La devoción a la Virgen de los Desamparados volvió a demostrar su fuerza en Valencia. Más de 34.000 fieles participaron el pasado 20 de mayo en el tradicional Besamanos a la patrona de los valencianos, en una edición que ya ha pasado a la historia como la más multitudinaria celebrada hasta la fecha, según informó la Archidiócesis de Valencia.
Desde primeras horas del día, miles de personas abarrotaron la plaza de la Virgen para acercarse a la Mare de Déu en una de las manifestaciones de piedad popular más arraigadas de España.
Miles de fieles hicieron cola durante horas para venerar a la patrona
A las seis y media de la mañana, cuando se abrieron las puertas de la Basílica, la plaza ya estaba completamente llena. El ritmo constante de fieles durante toda la jornada hacía prever que el Besamanos superaría ampliamente las cifras de años anteriores. Hacia el mediodía ya habían pasado ante la imagen cerca de 10.000 personas.
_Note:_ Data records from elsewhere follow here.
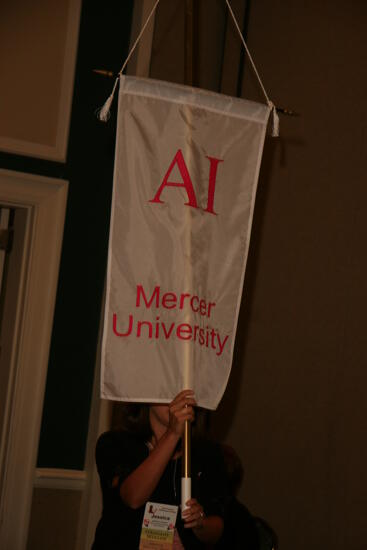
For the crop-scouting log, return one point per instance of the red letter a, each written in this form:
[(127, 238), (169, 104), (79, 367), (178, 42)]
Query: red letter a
[(187, 183)]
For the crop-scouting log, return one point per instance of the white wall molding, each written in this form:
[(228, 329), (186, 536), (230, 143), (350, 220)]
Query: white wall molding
[(55, 478)]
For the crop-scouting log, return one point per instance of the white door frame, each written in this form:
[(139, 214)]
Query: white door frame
[(45, 199)]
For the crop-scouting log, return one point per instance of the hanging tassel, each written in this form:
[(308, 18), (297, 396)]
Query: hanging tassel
[(104, 112), (275, 117)]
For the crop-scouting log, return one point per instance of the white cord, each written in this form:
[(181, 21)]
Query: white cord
[(275, 131)]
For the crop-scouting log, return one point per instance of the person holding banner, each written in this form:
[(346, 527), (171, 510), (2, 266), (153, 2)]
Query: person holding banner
[(143, 465)]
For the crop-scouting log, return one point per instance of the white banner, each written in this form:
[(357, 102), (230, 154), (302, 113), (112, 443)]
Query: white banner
[(186, 169)]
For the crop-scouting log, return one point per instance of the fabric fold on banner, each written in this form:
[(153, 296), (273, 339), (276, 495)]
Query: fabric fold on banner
[(186, 168)]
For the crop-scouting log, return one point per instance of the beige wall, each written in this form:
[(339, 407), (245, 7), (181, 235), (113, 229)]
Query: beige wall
[(55, 515), (295, 408)]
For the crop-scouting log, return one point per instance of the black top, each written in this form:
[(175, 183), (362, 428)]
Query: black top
[(119, 453)]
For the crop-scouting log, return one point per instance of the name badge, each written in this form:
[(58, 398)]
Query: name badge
[(158, 528)]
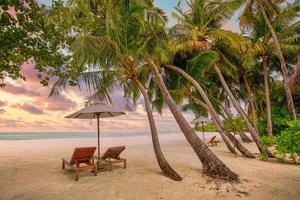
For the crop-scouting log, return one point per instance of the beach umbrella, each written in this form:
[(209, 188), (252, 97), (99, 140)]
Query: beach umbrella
[(202, 120), (95, 111)]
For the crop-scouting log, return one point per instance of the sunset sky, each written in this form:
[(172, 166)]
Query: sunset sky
[(26, 107)]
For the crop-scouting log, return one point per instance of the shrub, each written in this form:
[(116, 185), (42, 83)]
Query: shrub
[(286, 144)]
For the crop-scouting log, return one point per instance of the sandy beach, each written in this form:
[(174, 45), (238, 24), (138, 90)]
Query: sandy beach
[(31, 169)]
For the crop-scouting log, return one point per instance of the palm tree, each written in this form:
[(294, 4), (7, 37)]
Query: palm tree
[(286, 30), (269, 11), (199, 31), (210, 108), (111, 44), (212, 165)]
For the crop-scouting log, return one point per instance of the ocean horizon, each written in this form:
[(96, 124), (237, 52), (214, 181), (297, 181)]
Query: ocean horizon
[(64, 135)]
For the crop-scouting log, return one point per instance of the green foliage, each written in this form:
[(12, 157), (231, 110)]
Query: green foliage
[(26, 35), (286, 144), (268, 141), (235, 124), (280, 121)]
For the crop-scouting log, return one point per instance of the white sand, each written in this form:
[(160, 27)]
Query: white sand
[(32, 170)]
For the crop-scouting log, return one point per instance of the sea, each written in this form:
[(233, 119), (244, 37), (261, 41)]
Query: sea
[(63, 135)]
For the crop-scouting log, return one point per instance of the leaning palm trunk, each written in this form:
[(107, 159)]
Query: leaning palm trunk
[(218, 122), (212, 165), (252, 104), (267, 96), (162, 162), (288, 93), (221, 129), (252, 131), (245, 137), (207, 103)]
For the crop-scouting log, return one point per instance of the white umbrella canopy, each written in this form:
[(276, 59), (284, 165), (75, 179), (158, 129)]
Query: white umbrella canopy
[(100, 108), (201, 119), (95, 111)]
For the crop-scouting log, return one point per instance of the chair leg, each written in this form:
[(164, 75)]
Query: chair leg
[(76, 174)]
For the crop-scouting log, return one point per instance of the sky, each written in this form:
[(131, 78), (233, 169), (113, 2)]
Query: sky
[(25, 106)]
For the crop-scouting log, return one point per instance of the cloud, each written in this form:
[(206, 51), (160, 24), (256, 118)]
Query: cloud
[(29, 108), (59, 103), (22, 90), (3, 103)]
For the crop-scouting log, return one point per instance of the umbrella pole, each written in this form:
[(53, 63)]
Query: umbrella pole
[(203, 132), (98, 136)]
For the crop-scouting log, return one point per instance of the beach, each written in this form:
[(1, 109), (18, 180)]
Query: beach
[(31, 169)]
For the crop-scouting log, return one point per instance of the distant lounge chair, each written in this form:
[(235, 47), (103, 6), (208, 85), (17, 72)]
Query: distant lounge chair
[(112, 156), (213, 141), (82, 155)]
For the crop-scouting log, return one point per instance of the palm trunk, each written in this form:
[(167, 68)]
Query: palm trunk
[(215, 116), (252, 103), (212, 165), (207, 102), (221, 128), (252, 131), (243, 136), (288, 93), (162, 162), (227, 142), (267, 96)]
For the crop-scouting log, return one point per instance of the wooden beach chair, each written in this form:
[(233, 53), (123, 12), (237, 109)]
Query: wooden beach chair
[(112, 156), (213, 141), (82, 155)]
José Luis Albiach, presidente de la Hermandad de Seguidores de la Virgen, destacó el clima de respeto y recogimiento vivido durante toda la jornada y agradeció el trabajo de las entidades colaboradoras y de los voluntarios.
Pese a las altas temperaturas, la jornada transcurrió sin incidentes graves. Únicamente se registraron algunas lipotimias leves entre los asistentes, atendidas rápidamente por los servicios sanitarios.
“Todos los años intentamos que se supere, pero realmente la superación la hace el mismo pueblo”, afirmó Albiach, subrayando que son los propios fieles quienes mantienen viva esta tradición mariana generación tras generación.
La religiosidad popular sigue viva en una España secularizada
La multitudinaria participación volvió a evidenciar el arraigo que conserva la devoción mariana en Valencia, incluso en medio de una sociedad cada vez más secularizada. Mientras muchas tradiciones religiosas pierden presencia en otros lugares de Europa, la Virgen de los Desamparados continúa congregando a decenas de miles de personas dispuestas a esperar durante horas para expresar públicamente su fe.
El Besamanos es uno de los actos centrales organizados cada mes de mayo con motivo de la festividad de la patrona valenciana. La Hermandad de Seguidores de la Virgen coordina el acceso de los fieles junto con la Corte de Honor y los Eixidors del Trasllat, con la colaboración de Cruz Roja, Policía Local y el Ayuntamiento de Valencia.
Una jornada de fe también marcada por la caridad
El Besamanos tuvo además un importante componente solidario. Durante toda la jornada se recogieron donativos destinados a distintas obras sociales vinculadas a la Basílica.
Las ayudas se destinarán a la Fundación MAIDES, dedicada a la inserción social de personas con enfermedad mental grave; a Villa Teresita, que acompaña especialmente a mujeres marginadas y víctimas de explotación; y a la asociación valenciana Provida, que presta apoyo a madres en situación de vulnerabilidad y a sus hijos.